Pela Tabela 6', temos que o acorde VI7 do quadrado de samba é não diatônico. Note que se trocássemos VI7 pelo acorde diatônico VIm, teríamos a sequência 3 da Tabela 7. Este acorde não diatônico é justamente o que dá característica de samba à sequência, e entender o porquê de ele fazer parte do quadrado de samba é o ponto central deste texto. Vejamos alguns exemplos:
Exemplo: "Canta, canta minha gente" - Martinho da Vila (quadrado em Lá maior)[Fonte]
A
Canta, canta minha gente
            F#7       Bm
Deixa a tristeza pra lá
                     E7
Canta forte, canta alto
                     A
Que a vida vai melhorar (...)
O conhecimento dos acordes do quadrado de samba é útil mesmo quando não está na sequência I-VI7-IIm-V7. O exemplo a seguir usa os acordes do quadrado de Dó, mas não segue a sequência esperada.

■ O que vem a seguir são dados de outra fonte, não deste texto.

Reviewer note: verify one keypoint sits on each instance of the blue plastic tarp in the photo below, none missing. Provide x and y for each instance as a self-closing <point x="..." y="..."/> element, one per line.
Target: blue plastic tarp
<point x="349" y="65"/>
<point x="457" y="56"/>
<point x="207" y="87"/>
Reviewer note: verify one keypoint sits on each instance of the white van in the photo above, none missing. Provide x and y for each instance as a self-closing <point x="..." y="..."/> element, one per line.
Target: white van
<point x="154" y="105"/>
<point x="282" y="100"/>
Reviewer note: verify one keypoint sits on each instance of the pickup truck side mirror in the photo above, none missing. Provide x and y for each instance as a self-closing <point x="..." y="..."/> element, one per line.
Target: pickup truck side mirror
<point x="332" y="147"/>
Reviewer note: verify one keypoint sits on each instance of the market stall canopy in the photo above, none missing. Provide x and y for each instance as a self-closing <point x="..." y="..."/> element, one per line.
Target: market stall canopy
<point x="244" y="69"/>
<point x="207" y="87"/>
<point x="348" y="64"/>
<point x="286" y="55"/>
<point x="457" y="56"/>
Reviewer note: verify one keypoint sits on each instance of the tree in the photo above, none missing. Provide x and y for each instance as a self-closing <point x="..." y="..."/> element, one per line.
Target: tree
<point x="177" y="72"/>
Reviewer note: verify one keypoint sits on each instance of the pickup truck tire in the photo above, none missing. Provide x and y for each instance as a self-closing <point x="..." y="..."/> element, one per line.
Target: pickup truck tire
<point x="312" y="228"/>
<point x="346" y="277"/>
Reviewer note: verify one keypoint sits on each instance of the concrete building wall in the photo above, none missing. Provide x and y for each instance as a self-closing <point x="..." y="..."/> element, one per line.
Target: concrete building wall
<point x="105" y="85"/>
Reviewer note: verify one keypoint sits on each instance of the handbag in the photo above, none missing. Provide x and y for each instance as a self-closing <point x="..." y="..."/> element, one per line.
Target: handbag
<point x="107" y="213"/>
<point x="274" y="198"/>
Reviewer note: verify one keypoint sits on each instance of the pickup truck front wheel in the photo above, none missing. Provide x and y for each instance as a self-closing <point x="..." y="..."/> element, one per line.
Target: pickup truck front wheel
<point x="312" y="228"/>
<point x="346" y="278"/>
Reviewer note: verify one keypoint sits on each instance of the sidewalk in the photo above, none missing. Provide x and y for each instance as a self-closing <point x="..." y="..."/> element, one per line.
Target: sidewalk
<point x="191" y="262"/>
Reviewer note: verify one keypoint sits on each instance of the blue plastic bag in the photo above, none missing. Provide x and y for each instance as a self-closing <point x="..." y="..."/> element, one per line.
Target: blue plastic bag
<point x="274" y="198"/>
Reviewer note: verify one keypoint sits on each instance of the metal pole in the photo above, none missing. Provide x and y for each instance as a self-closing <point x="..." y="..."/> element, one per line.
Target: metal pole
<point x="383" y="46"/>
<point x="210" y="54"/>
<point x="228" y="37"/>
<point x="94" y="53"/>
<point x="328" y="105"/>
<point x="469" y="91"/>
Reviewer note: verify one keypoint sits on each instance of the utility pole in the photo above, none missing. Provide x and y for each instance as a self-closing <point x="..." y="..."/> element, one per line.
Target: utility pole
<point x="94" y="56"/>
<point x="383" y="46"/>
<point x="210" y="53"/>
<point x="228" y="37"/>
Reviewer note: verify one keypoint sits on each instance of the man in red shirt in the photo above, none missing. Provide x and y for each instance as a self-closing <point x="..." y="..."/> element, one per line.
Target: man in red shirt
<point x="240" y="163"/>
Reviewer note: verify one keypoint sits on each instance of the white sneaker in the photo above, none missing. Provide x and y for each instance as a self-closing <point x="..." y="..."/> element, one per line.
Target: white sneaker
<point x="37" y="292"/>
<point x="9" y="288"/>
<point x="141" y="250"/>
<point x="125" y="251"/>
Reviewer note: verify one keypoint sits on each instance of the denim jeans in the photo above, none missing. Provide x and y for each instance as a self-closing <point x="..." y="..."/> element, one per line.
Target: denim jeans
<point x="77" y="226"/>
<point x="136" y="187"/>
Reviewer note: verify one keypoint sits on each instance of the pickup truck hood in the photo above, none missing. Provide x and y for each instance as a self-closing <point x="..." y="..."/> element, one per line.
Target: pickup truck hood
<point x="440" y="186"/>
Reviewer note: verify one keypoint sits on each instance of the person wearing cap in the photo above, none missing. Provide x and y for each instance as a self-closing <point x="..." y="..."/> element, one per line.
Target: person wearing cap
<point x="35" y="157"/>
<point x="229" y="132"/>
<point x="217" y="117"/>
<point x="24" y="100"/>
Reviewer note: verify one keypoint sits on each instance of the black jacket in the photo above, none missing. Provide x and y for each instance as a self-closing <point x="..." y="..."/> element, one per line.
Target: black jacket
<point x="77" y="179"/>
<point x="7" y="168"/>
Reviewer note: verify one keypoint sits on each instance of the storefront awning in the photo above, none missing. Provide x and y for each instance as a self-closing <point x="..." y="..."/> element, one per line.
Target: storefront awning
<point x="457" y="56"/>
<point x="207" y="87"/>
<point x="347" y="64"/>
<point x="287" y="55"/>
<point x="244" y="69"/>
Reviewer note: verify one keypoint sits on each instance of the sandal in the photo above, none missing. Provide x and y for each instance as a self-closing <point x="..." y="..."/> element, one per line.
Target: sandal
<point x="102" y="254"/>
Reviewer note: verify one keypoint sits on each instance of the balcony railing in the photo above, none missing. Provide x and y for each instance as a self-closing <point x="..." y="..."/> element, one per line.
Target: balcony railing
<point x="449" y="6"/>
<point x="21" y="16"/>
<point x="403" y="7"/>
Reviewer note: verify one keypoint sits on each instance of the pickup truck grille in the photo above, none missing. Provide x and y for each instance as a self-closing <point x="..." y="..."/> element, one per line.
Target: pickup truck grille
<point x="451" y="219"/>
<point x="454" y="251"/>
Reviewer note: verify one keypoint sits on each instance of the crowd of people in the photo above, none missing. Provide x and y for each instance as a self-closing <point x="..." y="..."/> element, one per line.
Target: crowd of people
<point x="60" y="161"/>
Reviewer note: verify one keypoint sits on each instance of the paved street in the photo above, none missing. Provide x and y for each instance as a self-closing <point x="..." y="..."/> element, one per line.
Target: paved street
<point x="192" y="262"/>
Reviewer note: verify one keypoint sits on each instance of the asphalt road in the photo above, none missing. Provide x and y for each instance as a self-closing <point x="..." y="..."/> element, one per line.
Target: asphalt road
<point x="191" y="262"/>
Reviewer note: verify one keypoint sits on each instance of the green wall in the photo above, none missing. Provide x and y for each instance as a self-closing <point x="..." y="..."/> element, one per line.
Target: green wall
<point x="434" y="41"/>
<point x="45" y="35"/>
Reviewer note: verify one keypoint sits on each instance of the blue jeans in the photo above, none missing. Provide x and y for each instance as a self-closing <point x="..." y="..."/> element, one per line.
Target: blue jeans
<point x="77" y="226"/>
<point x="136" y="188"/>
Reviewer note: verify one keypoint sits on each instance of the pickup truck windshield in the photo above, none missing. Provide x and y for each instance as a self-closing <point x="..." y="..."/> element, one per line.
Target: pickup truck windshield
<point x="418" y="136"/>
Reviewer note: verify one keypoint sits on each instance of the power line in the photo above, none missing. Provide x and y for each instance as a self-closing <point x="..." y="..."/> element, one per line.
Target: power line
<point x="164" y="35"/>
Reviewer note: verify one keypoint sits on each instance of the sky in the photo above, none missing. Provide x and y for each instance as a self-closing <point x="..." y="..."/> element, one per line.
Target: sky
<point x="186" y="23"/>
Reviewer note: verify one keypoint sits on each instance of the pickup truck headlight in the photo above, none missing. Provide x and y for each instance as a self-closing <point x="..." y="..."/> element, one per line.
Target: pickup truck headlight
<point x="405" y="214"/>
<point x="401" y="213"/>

Perceba  porém que ela sempre respeita o uso de dominantes primários (G7-C) e secundários (A7-Dm).
Exemplo: "Argumento" - Paulinho da Viola (Dó maior)[Fonte]
      C        G7          C
Tá legal, eu aceito o argumento
                   A7             Dm  A7 Dm
Mas não me altere o samba tanto assim
                G7            C          A7
Olha que a rapaziada está sentindo a falta
         Dm             G7                  C 
De um cavaco, de um pandeiro ou de um tamborim

G7 C G7 C Tá legal! Tá legal, eu aceito o argumento (...)

Nas Seções 5.1 e 5.2 a seguir serão dadas duas explicações do porquê a sequência do quadrado de samba faz sentido: A Seção 5.1 utiliza as notas dos acordes, e a Seção 5.2 utiliza acordes dominantes. As duas são importantes, mas a que utiliza dominantes permite compreender uma gama maior de situações, inclusive em outros estilos musicais.

5.1 - Explicação a partir das notas

Começaremos com uma definição importante:

Acorde alterado é quando ele contém ao menos uma nota não pertencente à escala de origem.

Uma citação interessante envolvendo acordes alterados é a seguir:

"O objeto de tais notas externas é: aumentar e enriquecer a escala, confirmar a tendência melódica de certas notas...; converter notas inativas em ativas [sensíveis]...; e de relacionar acordes." (tradução livre) [Fonte]

Vejamos o quadrado em Dó maior no violão e no cavaquinho:

    Acorde     C    A7    Dm   G7   -> C  A7 ...
Cifra e 0 0 1 1 Corda B 1(C) 2(C#) 3(D) 0(B) -> C C# ...
G 0 0   2 0
D 2   2   0 0 A 3 0   X 2  E X X   X 3
Figura 9a. Quadrado de samba de Dó maior no violão.

Acorde C A7 Dm G7 -> C A7 ...
Cifra d 2 2 3 5 Corda B 1(C) 2(C#) 3(D) 3(D) -> C C# ...
G 0 0   2 4
D 2   2   3 3 Figura 9b. Quadrado de samba de Dó maior no cavaquinho.

Já sabemos que A7 é um acorde não diatônico. Ele também é alterado, pois a nota C#, a terça deste acorde , está fora da escala de Dó maior. A troca do acorde diatônico Am7 pelo não diatônico A7 portanto é a troca da nota C pela C#. Vejamos como esta troca, conforme a citação acima, "converte uma nota inativa numa ativa".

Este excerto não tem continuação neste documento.